Additional Affidavits -

[40]         There were a number of additional Affidavits filed which I have reviewed carefully and generally speaking, they speak very highly of Doctor S., of the relationship of the various deponents to Doctor S. and K., as well as E..  There is what one would expect to be a close relationship between the sisters and K. is viewed as a determined, capable, creative child who is not afraid to speak her mind.  K. is often described as a child very mature for her age, smart, sensitive to her mother and to her sister, keenly interested in animals.  There are references to K. telling persons of a concern for her father appearing and taking her away and that he had hurt her.  She also has apparently expressed a concern for someone taking her mother away from her.  All in all, Doctor S., K. and E. have been well received in the community, are active within the community and the community is highly supportive of them.

 

[41]         What the community is unaware is the extent to which, from the very outset, this highly intelligent, trained, successful pediatrician has followed a course determined to deny K. any relationship or even contact with her father.  Whether or not anything inappropriate occurred between K. and her father is beyond my determination in this proceeding

 


[42]         Doctor S. has deliberately and falsely misled innumerable people and there is nothing in any of these Affidavits to indicate the slightest awareness of this side of Doctor S.s character.  Doctor S. herself suffered sexual abuse by way of exposure by her father of his genitals and sex talk and this has produced a measure of guilt because she failed to protect her younger sisters from similar conduct plus for the longest while she felt betrayal by her mother for not being aware of and addressing what was taking place in their home.  Doctor S. has been married and gone through four unsuccessful attempts to have a meaningful relationship with a male of any duration and acknowledges in her evidence that she is a highly intelligent person but has been so far a failure in the area of a meaningful relationship with a member of the male gender.  One of the concerns the Court has is that there are signs of such being consciously or unconsciously imposed upon K..  Separate and apart from being denied a relationship with her father to date, she had a very good relationship with her step-father, Dr. M., and, while the stated desire of K. not to have anything to do with Dr. M. relates to comments such as favoritism perceived by Dr. M. to E., etc., one cannot help but believe that it is really, in no small measure, a product of the conduct of Doctor S. developing and promoting dependency by the children on her to the exclusion of their fathers.      

 

[43]         I have very carefully reviewed the evidence and report of Martin P. Whitzman whose Affidavit introduces his therapy summary of April the 4th, 2002.  Mr. Whitzman has been seeing K., as I indicated previously, for a period now of one year to the date May 7th Mr. Whitzman gave his evidence and he saw her in relation to the breakdown of the marriage between Doctor S. and Dr. M..  Mr. Whitzman is a qualified marriage and family therapist who quickly acknowledged that he is not a child abuse investigator or expert.  He does state a strong opinion that K. is capable of expressing herself better than the average ten year old and, in his opinion, has well adjusted to her new home and settled in at school, her home in the community.  What Mr. Whitzman does not have is the benefit of the total picture.  In his cross-examination, he acknowledged that children were very perceptive of the anxiety of a parent, particularly a caregiver.  His response was that that was a fair comment and also that it was very common that a child seeks approval of the primary caregiver.  He commented that, with respect to a child and parent in flight, he expected it to be true that this would result in intense co-dependency and that fear of detection was harmful to a child and added a stressor to the childs plate.  

 

[44]           The Affidavits have been carefully considered and in particular, with respect to my assessment as to K.s wishes and the question of settled in.

 

ISSUES


1.       Was K. A. wrongfully removed from her habitual residence?

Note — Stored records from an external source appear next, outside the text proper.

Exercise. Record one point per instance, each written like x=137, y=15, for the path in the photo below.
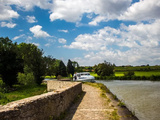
x=92, y=106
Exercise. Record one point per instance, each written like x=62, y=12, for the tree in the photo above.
x=10, y=61
x=70, y=67
x=104, y=69
x=33, y=59
x=76, y=66
x=62, y=69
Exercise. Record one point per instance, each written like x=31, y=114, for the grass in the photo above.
x=113, y=115
x=137, y=73
x=22, y=92
x=140, y=73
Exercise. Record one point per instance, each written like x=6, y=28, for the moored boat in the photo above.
x=84, y=77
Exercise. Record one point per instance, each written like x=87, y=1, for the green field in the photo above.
x=21, y=92
x=137, y=73
x=140, y=73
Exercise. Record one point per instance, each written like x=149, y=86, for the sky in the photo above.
x=123, y=32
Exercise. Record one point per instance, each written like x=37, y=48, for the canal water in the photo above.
x=141, y=97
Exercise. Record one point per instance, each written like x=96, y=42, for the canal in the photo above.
x=141, y=97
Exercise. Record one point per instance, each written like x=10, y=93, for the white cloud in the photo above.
x=97, y=20
x=6, y=13
x=73, y=10
x=134, y=44
x=31, y=19
x=37, y=44
x=28, y=4
x=47, y=45
x=65, y=31
x=36, y=30
x=142, y=10
x=62, y=40
x=17, y=37
x=9, y=25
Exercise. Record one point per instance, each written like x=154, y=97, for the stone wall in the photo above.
x=42, y=107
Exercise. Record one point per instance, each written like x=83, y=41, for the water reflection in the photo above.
x=142, y=97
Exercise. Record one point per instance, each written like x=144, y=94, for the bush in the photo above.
x=2, y=86
x=26, y=79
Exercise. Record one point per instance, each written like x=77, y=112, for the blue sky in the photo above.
x=124, y=32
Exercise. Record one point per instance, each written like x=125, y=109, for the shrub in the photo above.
x=26, y=79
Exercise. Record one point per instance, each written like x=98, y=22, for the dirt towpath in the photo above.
x=91, y=106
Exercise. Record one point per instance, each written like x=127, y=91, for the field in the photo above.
x=21, y=92
x=140, y=73
x=137, y=73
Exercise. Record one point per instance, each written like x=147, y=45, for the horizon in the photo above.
x=122, y=32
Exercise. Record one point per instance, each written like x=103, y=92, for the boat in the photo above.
x=83, y=77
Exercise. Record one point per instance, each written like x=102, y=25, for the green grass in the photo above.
x=93, y=74
x=22, y=92
x=140, y=73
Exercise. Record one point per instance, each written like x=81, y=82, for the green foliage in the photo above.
x=62, y=69
x=114, y=116
x=129, y=73
x=70, y=68
x=22, y=92
x=26, y=79
x=10, y=61
x=104, y=69
x=2, y=86
x=121, y=104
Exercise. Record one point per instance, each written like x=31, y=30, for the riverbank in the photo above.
x=94, y=103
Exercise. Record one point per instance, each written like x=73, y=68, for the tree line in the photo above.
x=24, y=63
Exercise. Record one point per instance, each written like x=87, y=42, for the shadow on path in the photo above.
x=74, y=106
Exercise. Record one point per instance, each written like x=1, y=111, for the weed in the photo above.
x=121, y=104
x=114, y=115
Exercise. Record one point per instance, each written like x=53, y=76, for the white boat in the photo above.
x=84, y=77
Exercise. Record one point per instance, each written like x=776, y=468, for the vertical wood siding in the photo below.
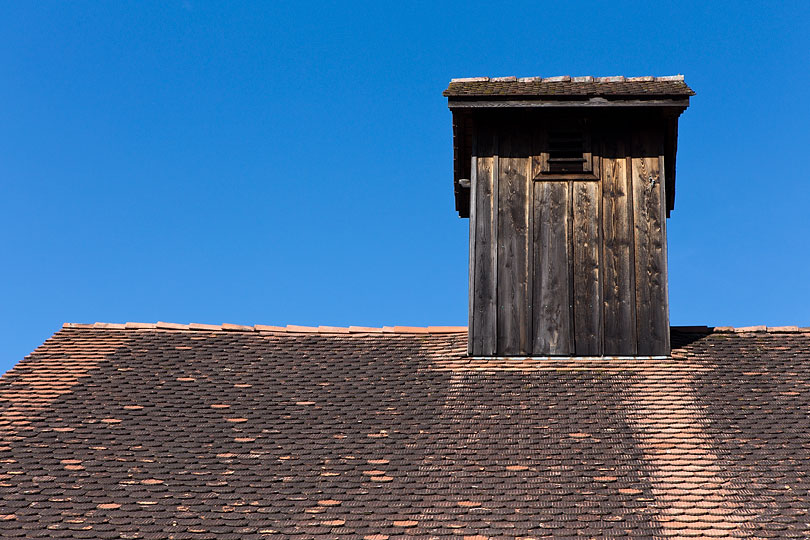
x=551, y=238
x=568, y=267
x=513, y=244
x=618, y=284
x=649, y=224
x=482, y=257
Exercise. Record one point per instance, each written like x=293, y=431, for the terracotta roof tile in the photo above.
x=567, y=87
x=198, y=431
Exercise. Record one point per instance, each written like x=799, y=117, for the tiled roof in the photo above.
x=568, y=87
x=185, y=431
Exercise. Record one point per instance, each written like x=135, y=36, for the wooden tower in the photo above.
x=567, y=183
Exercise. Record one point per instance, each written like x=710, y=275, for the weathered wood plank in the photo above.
x=617, y=261
x=652, y=309
x=513, y=225
x=587, y=288
x=471, y=272
x=483, y=253
x=551, y=302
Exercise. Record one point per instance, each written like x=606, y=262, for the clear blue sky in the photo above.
x=192, y=161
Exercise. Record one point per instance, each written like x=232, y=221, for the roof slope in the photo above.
x=162, y=433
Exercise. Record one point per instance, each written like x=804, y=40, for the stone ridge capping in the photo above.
x=568, y=78
x=295, y=329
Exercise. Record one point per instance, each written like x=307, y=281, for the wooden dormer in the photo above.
x=567, y=183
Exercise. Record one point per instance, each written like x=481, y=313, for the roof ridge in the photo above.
x=742, y=329
x=568, y=78
x=296, y=329
x=262, y=328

2.       Should the Court exercise its discretion and refuse to order K. to be returned to Iowa?

3.       Has it been demonstrated K. is now settled in her new environment?  (Article 12 of the Convention)

4.       Has it been established that there is a grave risk that K.s return to Iowa would expose her to physical or psychological harm or otherwise place her in an intolerable situation?  (Article 13(b) of the Convention)

 

ISSUE NUMBER ONE

1.       Was K. A. wrongfully removed from her habitual residence?

[45]         Counsel for Doctor S. and for K. acknowledged that K. was wrongfully removed, however, the history relating to this aspect has relevance in the other determinations and I want to show an appreciation of what was advanced by counsel has been considered by the Court.

[46]         The Convention does not define habitual residence but generally it is the place where the child lived with his or her parents as a family unit at and before the breakdown of the marriage.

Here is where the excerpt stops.